C’était flatteur mais épuisant ! Un jour, j’ai même dû rater une réunion du club. Mme Barrett m’avait promis d’être là à dix-sept heures trente, et elle n’est rentrée qu’à dix-huit heures passées. Si encore elle avait eu un rendez-vous important, j’aurais compris. Mais non ! Elle faisait simplement du shopping avec une amie.

Le lundi suivant le pique-nique chez les Pike, je me suis décidée à avoir une discussion avec elle. J’ai attendu qu’elle me paye, et je me suis jetée à l’eau :

– Madame Barrett, puis-je vous parler une seconde ?

Nous nous sommes assises sur le canapé. J’ai pris mon courage à deux mains, je lui ai demandé :

– Pourquoi ne m’avez-vous jamais dit que Maud était allergique au chocolat ?
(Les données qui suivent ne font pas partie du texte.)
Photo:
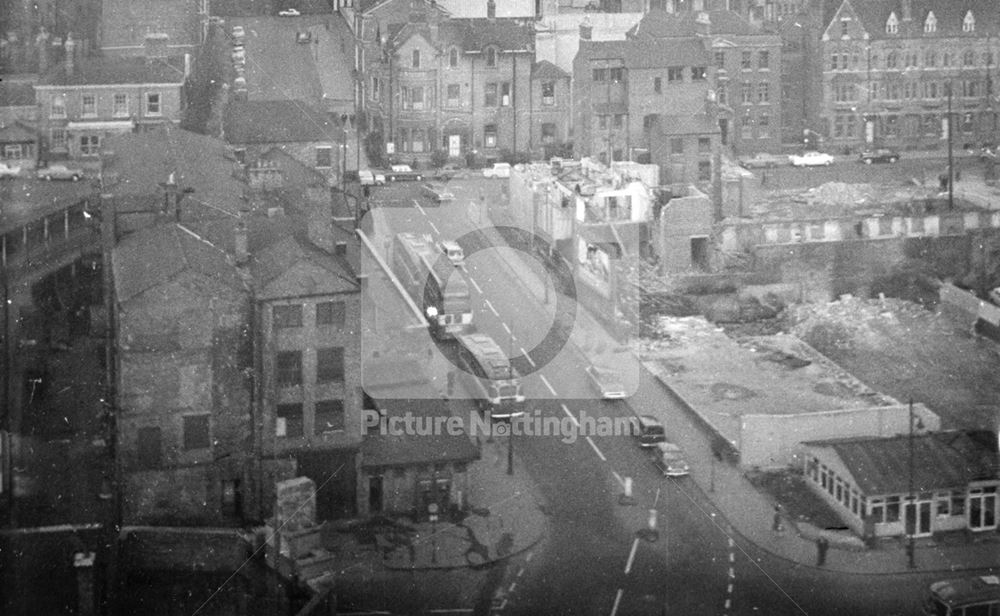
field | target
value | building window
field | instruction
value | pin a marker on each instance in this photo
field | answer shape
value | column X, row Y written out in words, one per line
column 90, row 145
column 548, row 93
column 287, row 315
column 57, row 107
column 329, row 416
column 704, row 170
column 89, row 105
column 120, row 108
column 289, row 368
column 196, row 432
column 324, row 157
column 288, row 420
column 149, row 449
column 152, row 103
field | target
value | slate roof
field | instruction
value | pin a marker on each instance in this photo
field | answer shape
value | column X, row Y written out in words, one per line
column 155, row 255
column 949, row 14
column 661, row 24
column 108, row 70
column 942, row 460
column 649, row 53
column 277, row 121
column 547, row 70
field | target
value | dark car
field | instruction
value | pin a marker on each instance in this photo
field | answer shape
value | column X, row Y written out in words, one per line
column 879, row 155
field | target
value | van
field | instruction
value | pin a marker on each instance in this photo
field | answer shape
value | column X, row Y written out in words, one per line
column 649, row 431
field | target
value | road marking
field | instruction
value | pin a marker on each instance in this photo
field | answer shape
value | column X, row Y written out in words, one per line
column 618, row 599
column 570, row 415
column 528, row 357
column 631, row 555
column 596, row 450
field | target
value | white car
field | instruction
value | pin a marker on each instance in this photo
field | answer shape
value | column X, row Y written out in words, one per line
column 498, row 170
column 811, row 159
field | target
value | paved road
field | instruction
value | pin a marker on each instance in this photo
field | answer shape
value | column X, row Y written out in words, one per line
column 593, row 563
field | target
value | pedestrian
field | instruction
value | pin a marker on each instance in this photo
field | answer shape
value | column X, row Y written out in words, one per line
column 822, row 545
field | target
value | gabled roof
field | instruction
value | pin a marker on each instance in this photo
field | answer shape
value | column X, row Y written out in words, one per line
column 156, row 255
column 649, row 53
column 277, row 121
column 661, row 24
column 108, row 70
column 547, row 70
column 941, row 460
column 873, row 15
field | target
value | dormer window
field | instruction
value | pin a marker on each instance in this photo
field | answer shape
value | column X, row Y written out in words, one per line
column 892, row 24
column 930, row 24
column 969, row 23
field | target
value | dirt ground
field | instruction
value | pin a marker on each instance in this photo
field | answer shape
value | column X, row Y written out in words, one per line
column 906, row 351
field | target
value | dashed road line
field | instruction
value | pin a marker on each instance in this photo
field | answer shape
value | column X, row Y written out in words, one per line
column 631, row 555
column 596, row 450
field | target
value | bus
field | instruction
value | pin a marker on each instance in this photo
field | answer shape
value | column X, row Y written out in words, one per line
column 433, row 284
column 489, row 376
column 969, row 596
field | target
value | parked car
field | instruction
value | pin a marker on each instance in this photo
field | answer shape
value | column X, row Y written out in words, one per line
column 59, row 171
column 879, row 155
column 811, row 159
column 498, row 170
column 607, row 382
column 762, row 160
column 8, row 170
column 367, row 177
column 403, row 173
column 671, row 460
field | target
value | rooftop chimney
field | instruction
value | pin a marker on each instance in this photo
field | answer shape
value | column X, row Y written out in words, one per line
column 70, row 47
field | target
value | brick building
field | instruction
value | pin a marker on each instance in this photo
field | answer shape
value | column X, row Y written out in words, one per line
column 895, row 69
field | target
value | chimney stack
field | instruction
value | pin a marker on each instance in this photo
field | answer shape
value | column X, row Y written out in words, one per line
column 70, row 47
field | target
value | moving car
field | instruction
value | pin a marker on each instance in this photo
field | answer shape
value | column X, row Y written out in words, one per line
column 879, row 155
column 403, row 173
column 498, row 170
column 59, row 171
column 670, row 460
column 8, row 170
column 607, row 382
column 649, row 431
column 811, row 159
column 762, row 160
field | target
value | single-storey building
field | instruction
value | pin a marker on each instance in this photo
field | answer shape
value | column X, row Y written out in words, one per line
column 902, row 485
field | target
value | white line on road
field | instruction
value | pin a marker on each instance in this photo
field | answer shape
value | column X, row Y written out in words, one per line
column 618, row 599
column 570, row 415
column 596, row 450
column 631, row 555
column 528, row 357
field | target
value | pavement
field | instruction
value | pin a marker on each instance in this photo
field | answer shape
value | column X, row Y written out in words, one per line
column 747, row 513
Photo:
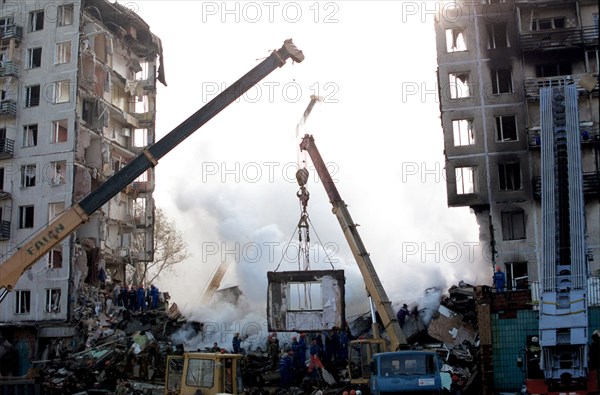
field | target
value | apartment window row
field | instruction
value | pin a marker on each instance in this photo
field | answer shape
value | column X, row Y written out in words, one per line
column 58, row 133
column 62, row 55
column 56, row 93
column 505, row 130
column 509, row 178
column 497, row 34
column 23, row 301
column 54, row 174
column 65, row 16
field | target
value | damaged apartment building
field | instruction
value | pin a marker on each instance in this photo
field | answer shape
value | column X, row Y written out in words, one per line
column 495, row 58
column 78, row 98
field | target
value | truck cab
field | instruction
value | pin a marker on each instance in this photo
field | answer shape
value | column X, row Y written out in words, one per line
column 203, row 373
column 415, row 372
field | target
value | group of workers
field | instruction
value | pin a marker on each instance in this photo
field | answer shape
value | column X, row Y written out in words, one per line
column 137, row 299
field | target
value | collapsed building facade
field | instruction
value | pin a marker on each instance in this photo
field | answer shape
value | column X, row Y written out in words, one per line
column 495, row 58
column 78, row 102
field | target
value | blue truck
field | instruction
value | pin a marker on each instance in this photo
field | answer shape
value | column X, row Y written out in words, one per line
column 407, row 372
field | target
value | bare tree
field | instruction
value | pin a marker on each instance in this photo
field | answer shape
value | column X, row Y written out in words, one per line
column 169, row 249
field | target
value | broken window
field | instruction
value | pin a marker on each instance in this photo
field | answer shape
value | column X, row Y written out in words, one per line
column 517, row 276
column 465, row 180
column 513, row 225
column 62, row 52
column 53, row 300
column 552, row 69
column 30, row 134
column 25, row 217
column 463, row 132
column 459, row 85
column 506, row 128
column 501, row 81
column 28, row 176
column 32, row 96
column 305, row 296
column 309, row 300
column 61, row 92
column 59, row 131
column 22, row 302
column 57, row 173
column 200, row 373
column 456, row 40
column 65, row 14
column 36, row 20
column 34, row 57
column 54, row 209
column 55, row 258
column 140, row 137
column 509, row 176
column 549, row 23
column 497, row 36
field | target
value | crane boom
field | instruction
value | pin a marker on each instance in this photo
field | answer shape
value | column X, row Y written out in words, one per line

– C’est vrai ? Je ne te l’ai pas dit ?

Elle était catastrophée. Elle a secoué la tête, les épaules basses. Je me suis rendu compte soudain comme elle avait l’air fatiguée. Elle avait les traits tirés et des cernes sous les yeux.

– J’ai failli lui donner du gâteau au chocolat l’autre jour. Mallory Pike m’en a empêchée juste à temps.

– Heureusement qu’elle était là !

Maud est arrivée à ce moment-là, et a tendu les bras vers sa mère.

– Mon pauvre bébé ! a-t-elle fait en la prenant sur ses genoux.

– Est-ce qu’elle a d’autres allergies ?

– Pas à ma connaissance.

– Et en ce qui concerne Buddy et Liz, y a-t-il des choses que je devrais savoir ?

– Oui, a-t-elle déclaré d’une voix dure. Si mon ex-mari téléphone ici, ne le laisse pas parler aux enfants, et surtout, ne lui dis pas que je suis sortie. Dis-lui simplement que tu es là pour m’aider à faire le ménage, que je suis occupée, et que je le rappellerai plus tard.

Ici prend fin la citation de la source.